California moves toward tougher online privacy rules for kids
California lawmakers will debate a law Tuesday meant to require internet companies to design programs and apps for kids in ways that protect their privacy.
Why it matters: If the bill passes in California, many other states are likely to adopt similar measures, as happened with the state's last online privacy law.
Details: The California proposal resembles new rules passed last year in the U.K. that govern how tech firms can target kids with push notifications, messaging controls and other features.
- The California Assembly's privacy committee will vote Tuesday on the California Age Appropriate Design Code, where it is expected to pass. It will then go to the assembly's appropriations committee and eventually the assembly floor.
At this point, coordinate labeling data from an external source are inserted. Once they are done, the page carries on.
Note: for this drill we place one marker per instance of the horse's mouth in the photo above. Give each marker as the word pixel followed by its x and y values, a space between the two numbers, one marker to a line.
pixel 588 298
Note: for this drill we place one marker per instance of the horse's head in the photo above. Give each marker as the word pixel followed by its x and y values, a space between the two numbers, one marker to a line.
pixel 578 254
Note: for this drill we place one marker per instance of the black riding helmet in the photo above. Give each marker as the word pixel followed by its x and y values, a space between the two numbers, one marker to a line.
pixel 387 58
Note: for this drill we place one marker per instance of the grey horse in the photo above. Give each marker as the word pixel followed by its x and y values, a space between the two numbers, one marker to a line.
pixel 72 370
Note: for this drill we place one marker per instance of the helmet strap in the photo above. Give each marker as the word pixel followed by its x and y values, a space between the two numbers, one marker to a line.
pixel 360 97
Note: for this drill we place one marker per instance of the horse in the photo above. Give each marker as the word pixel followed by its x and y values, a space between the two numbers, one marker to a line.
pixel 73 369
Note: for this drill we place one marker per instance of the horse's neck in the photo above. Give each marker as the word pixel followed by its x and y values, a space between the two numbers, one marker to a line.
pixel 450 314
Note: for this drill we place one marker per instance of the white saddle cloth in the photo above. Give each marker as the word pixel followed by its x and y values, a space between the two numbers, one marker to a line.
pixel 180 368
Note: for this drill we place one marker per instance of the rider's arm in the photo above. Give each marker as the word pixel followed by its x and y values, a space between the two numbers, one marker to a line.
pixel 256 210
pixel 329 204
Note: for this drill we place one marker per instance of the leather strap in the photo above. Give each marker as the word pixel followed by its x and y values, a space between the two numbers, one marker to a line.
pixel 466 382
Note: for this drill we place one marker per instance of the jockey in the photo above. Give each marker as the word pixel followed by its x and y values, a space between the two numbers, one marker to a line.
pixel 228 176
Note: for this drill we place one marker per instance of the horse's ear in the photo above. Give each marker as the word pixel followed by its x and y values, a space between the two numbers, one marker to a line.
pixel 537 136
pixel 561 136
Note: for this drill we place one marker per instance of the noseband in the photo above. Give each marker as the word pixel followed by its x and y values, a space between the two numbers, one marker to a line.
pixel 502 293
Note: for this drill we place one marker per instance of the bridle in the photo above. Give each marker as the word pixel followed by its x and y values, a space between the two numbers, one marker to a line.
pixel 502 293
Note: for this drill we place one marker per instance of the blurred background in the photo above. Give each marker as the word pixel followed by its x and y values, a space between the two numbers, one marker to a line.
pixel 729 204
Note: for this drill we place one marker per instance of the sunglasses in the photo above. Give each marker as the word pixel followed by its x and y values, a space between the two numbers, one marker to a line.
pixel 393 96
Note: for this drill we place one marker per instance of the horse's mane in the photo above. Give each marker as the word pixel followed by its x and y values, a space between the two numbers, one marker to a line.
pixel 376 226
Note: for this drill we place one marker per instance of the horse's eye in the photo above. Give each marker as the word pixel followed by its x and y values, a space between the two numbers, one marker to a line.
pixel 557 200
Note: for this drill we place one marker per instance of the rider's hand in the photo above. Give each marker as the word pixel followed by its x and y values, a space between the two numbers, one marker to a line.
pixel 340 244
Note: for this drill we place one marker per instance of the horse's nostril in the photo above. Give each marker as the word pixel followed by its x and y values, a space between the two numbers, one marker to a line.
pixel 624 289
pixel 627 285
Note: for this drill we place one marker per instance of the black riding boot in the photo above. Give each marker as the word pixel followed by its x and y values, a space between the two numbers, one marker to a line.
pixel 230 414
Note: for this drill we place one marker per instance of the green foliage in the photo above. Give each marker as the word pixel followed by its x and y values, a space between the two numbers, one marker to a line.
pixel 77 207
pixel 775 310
The state senate will also need to approve it.
What they're saying: "Like so many parents, I grapple with how challenging it is to shield our kids from the harmful content and experiences they’ll encounter online," Democratic assembly member Buffy Wicks, a co-sponsor of the bill, said in a statement to Axios.
- "California has the opportunity to lead the way in making the digital world safer for all American children, giving our kids the highest level of protection possible in the online world."
- "We need America to help us police," Baroness Beeban Kidron, founder of 5Rights, a global foundation meant to help establish the U.K. digital standards globally, and a member of the House of Lords who sponsored the bill, told Axios.
- "We cannot be the policeman of the world. California has an opportunity to give American parents what they are asking for and American kids what they deserve," she said.
Be smart: In recent years, the U.K. and Europe have led the world in tightening privacy rules with measures like the General Data Protection Regulation (GDPR). California has led the U.S. online privacy push with the CCPA.
- The U.K. design code has 15 standards that online services must follow for products that children use.
- Supporters of the regulation credit it for getting YouTube to turn off autoplay for users under 18 and getting TikTok and Instagram to turn off direct messages between adults and children who do not follow each other.
- The California bill closely mirrors the U.K. code and would apply to companies headquartered in California.
The big picture: In the absence of a uniform national online privacy code, CCPA set the de facto standard in the U.S., and many states followed suit with their own versions.
The bottom line: Congress' failure to pass a national privacy law means something similar is likely to happen with the new childrens' rules.